Jovia Radix, Esq.
As New York City’s 45th district of the City Council prepares for its special election on May 14th, candidate Jovia Radix, Esq. seeks to improve NYC renters’ accessibility to housing, and she aims to protect homeowners from the city’s Third-Party Transfer, “deed theft” program. Among the 8 candidates vying for Jumaane Williams’ vacant seat, Ms. Radix, the only attorney, will use her expertise to not only write legislation that improves the lives of the district’s residents, but she will also use her experience as a VP of Legislation for a consulting firm, to interpret proposed legislation that threaten residents’ interests.
Ms. Radix expressed that she does not support the city program known as the Third-Party Transfer (TPT) program. Through the TPT program, the Department of Housing Preservation and Development forecloses on unpaid real estate taxes and water bills, then transfers the property at a heavily discounted rate to developers. In an interview, she said, “to have spent 30 or 40 years paying off your house, and being successful in that, and then having that home stolen from under you is modern day deed theft in this city, and we are allowing that to happen at an alarming rate in communities across the city, especially in communities of color.” To combat this issue, she wants to ensure that homeowners are aware of, and educated about the program, and she wants to develop ways to protect homeowners from losing their generational wealth, through foreclosure protection and legal help.

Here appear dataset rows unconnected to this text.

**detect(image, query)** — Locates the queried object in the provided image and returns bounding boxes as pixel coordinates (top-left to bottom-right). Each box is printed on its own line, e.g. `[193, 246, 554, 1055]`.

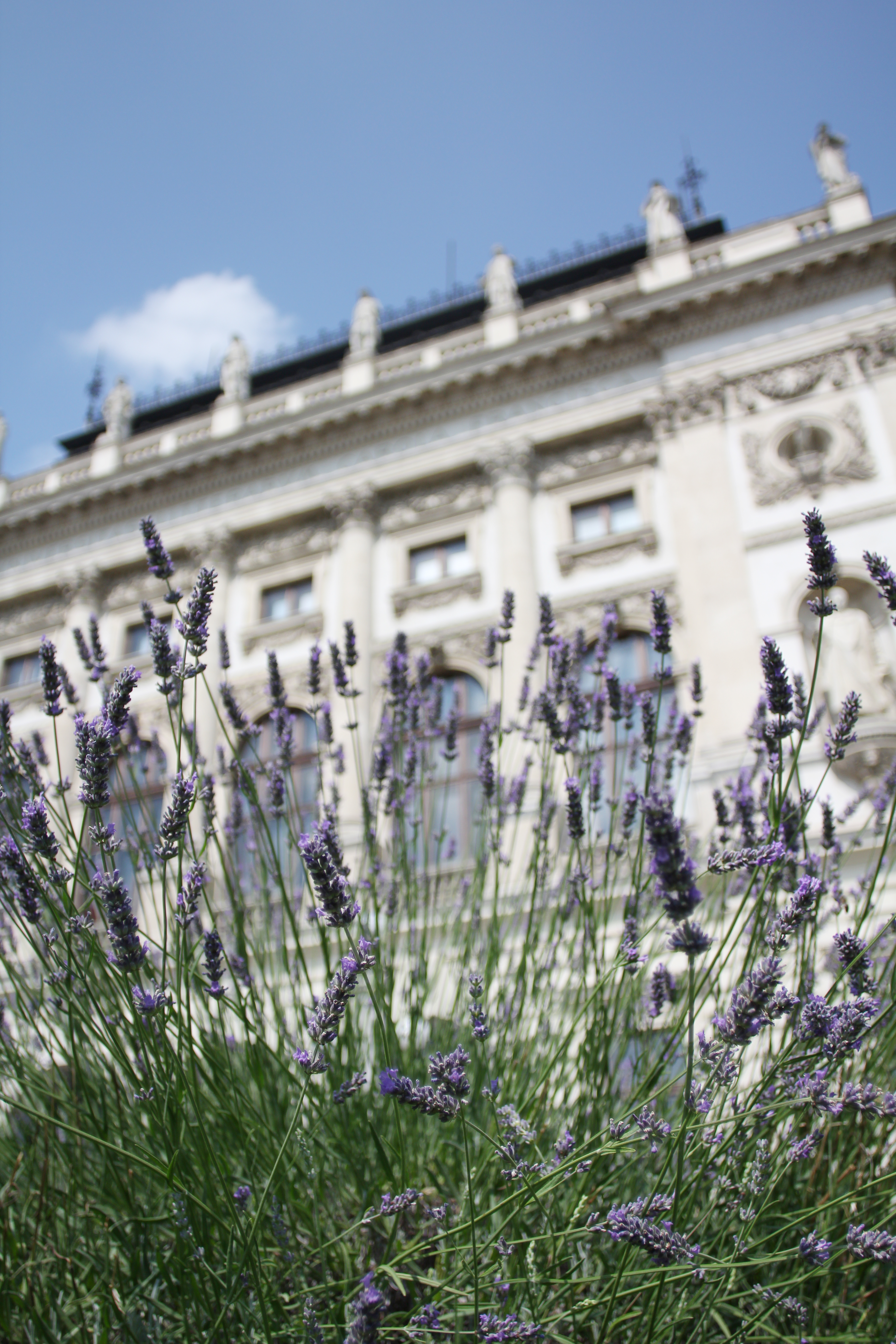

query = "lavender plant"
[0, 511, 896, 1344]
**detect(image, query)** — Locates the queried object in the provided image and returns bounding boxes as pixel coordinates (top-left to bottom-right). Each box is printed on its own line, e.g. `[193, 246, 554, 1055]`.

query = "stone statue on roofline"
[348, 289, 380, 359]
[220, 336, 250, 402]
[102, 378, 134, 444]
[482, 243, 523, 313]
[641, 181, 687, 253]
[809, 121, 861, 195]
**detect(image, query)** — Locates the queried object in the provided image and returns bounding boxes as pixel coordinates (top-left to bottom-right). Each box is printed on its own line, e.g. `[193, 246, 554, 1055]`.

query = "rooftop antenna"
[678, 140, 706, 219]
[85, 355, 102, 425]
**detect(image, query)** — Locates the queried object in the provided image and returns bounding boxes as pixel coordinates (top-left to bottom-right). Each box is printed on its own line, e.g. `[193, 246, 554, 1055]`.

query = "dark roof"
[59, 219, 725, 456]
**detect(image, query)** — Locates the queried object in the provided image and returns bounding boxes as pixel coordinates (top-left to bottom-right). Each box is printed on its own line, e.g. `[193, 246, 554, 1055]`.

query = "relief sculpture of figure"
[220, 336, 250, 402]
[102, 378, 134, 444]
[641, 181, 685, 253]
[809, 121, 858, 192]
[482, 243, 520, 313]
[820, 587, 893, 718]
[348, 289, 380, 359]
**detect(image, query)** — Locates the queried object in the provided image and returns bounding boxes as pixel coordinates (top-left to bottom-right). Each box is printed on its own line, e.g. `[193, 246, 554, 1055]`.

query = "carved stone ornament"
[236, 523, 333, 574]
[324, 481, 376, 527]
[853, 327, 896, 378]
[482, 438, 535, 485]
[643, 378, 725, 434]
[380, 476, 485, 532]
[557, 527, 657, 574]
[743, 402, 876, 505]
[0, 597, 68, 640]
[736, 353, 849, 412]
[539, 436, 657, 489]
[392, 570, 482, 615]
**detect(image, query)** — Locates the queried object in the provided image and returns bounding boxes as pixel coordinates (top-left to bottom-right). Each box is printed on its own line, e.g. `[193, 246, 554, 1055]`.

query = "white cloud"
[70, 270, 294, 382]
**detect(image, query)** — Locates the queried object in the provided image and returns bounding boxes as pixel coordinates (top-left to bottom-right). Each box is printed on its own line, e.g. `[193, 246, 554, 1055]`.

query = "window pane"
[607, 493, 641, 532]
[572, 503, 607, 542]
[3, 653, 40, 685]
[411, 546, 443, 583]
[262, 579, 314, 621]
[125, 615, 171, 657]
[445, 536, 473, 575]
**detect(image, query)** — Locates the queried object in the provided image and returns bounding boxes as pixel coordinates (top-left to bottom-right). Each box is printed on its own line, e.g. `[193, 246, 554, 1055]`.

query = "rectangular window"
[262, 579, 316, 621]
[411, 536, 473, 583]
[3, 652, 40, 687]
[572, 491, 641, 542]
[125, 615, 171, 659]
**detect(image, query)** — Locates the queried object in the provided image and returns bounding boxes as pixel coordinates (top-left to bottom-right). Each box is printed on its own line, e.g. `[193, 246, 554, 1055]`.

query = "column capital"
[324, 481, 377, 527]
[482, 437, 535, 489]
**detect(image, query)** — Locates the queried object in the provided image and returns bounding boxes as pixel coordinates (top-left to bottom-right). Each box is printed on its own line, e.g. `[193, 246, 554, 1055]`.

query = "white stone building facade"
[0, 129, 896, 855]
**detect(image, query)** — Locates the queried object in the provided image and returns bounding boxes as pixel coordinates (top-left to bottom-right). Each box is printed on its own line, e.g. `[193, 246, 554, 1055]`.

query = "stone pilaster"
[484, 438, 539, 716]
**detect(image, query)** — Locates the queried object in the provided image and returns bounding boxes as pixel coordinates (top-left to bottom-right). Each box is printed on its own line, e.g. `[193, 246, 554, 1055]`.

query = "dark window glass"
[236, 710, 318, 891]
[3, 653, 40, 685]
[125, 615, 171, 659]
[262, 579, 316, 621]
[102, 739, 166, 895]
[572, 491, 641, 542]
[411, 536, 473, 583]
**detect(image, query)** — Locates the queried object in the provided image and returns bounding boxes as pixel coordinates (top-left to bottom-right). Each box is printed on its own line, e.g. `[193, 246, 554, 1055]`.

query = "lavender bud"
[39, 636, 62, 719]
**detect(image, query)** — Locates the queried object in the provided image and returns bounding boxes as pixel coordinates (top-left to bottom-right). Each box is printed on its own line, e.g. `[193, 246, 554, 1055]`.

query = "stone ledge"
[392, 570, 482, 615]
[557, 527, 658, 574]
[240, 612, 324, 653]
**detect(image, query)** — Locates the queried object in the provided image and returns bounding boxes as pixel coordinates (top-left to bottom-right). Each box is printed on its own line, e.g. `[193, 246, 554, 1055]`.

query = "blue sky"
[0, 0, 896, 476]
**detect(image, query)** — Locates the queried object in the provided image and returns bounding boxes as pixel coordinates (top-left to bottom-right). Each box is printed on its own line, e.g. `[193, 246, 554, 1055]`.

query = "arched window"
[423, 672, 486, 864]
[102, 730, 166, 894]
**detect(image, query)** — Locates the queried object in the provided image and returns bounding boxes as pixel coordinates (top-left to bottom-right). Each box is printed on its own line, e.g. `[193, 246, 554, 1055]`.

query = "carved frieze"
[236, 521, 333, 574]
[243, 612, 324, 653]
[741, 402, 876, 505]
[392, 570, 482, 615]
[735, 352, 849, 414]
[539, 434, 657, 489]
[557, 527, 657, 574]
[0, 596, 67, 640]
[853, 327, 896, 376]
[380, 476, 486, 532]
[643, 378, 725, 434]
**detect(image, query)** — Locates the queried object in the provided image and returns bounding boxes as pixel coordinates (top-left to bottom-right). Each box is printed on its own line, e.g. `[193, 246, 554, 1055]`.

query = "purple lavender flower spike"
[156, 770, 198, 863]
[21, 793, 59, 859]
[565, 778, 584, 844]
[38, 636, 62, 719]
[298, 818, 360, 929]
[102, 667, 140, 739]
[834, 929, 876, 996]
[0, 836, 43, 925]
[825, 691, 861, 762]
[480, 1312, 544, 1344]
[203, 929, 227, 999]
[799, 1233, 833, 1265]
[650, 589, 672, 657]
[90, 868, 149, 972]
[862, 551, 896, 625]
[803, 508, 837, 615]
[643, 793, 703, 922]
[345, 1273, 387, 1344]
[175, 564, 218, 675]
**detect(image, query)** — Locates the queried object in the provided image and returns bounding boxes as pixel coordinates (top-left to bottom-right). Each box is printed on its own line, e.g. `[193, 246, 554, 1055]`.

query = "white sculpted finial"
[102, 378, 134, 444]
[482, 243, 521, 313]
[348, 289, 380, 359]
[641, 181, 685, 253]
[220, 336, 250, 402]
[809, 121, 860, 192]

In a district where 62.7 percent of the population, are renters according to NYC Open Data, Ms. Radix wants to ensure that residents who rent, can actually afford to pay the going rate so that they won’t have to resort to moving out of the district in order to live comfortably. She expressed her own difficulty as a resident of the district, “When I got out of law school, paying student loans and housing costs in the 45th district, it’s like…I might really have to think of leaving.” She added, “We don’t want our young people to come back from school and say, ‘I can’t afford to live here. I have to find somewhere else to go.’ Then, they can’t come back and give back to the communities that have worked so hard to turn them into who they are.”
To change the rising costs of housing in the district, Ms. Radix said that she wants to implement income-targeted housing and to propose more senior targeted housing. With income targeted housing, she would use an Area Median Income (AMI), which is the income that determines the criteria for affordable housing, based on the district’s income only and not based on the metropolitan area income. The difference between the two is that the AMI, assessed by HUD, includes not only the 5 NYC boroughs, but also Westchester, Rockland, and Putnam counties. Those counties have higher median incomes than Manhattan’s median income, which is the highest of the five boroughs. By using the AMI for the district, the affordable housing will be in the income brackets of those already living in the district. Ms. Radix said that buildings “are built on an AMI for the city of New York and not an AMI for the 45th district, which is almost a $40,000 disparity. So, we need to ensure that what affordable means, is that it’s affordable for the people who already live there.” Ms. Radix said that she wants to fill vacant housing by lowering the income criteria to benefit low income earners and people in shelters.
Although immigration is a federal issue, Ms. Radix also expressed that she would create programs that support immigrants in the community. Praising her mother, the Hon. Sylvia Hinds-Radix, for implementing the first immigration program at DC 37, a public employee union, she expressed her aim to create similar programs for immigrants, which will provide language accessible services. Ms. Radix also said that she would support programs that provide a safe place for immigrants where they can get legal help and knowledge despite their immigration status. As the next City Council member for the 45th district, Ms. Radix said that she would push to set up after school programs for students and to provide resources to succeed. She supports a curriculum to prepare students for college, college access high schools and an alternative backup plan for high schoolers, such as a vocational program they can use while they’re still deciding a career path; beautician or culinary licenses to name a few. She said, “when we have a specialized high school exam where our children make up 70% of the school population in the city, and of 697 seats, only 7 of them go to students like us, we are starting to fail their children.” To further the students’ interest, she advocates for test prep programs and working with the local libraries in developing coding programs to “prepare them for the technological economy.”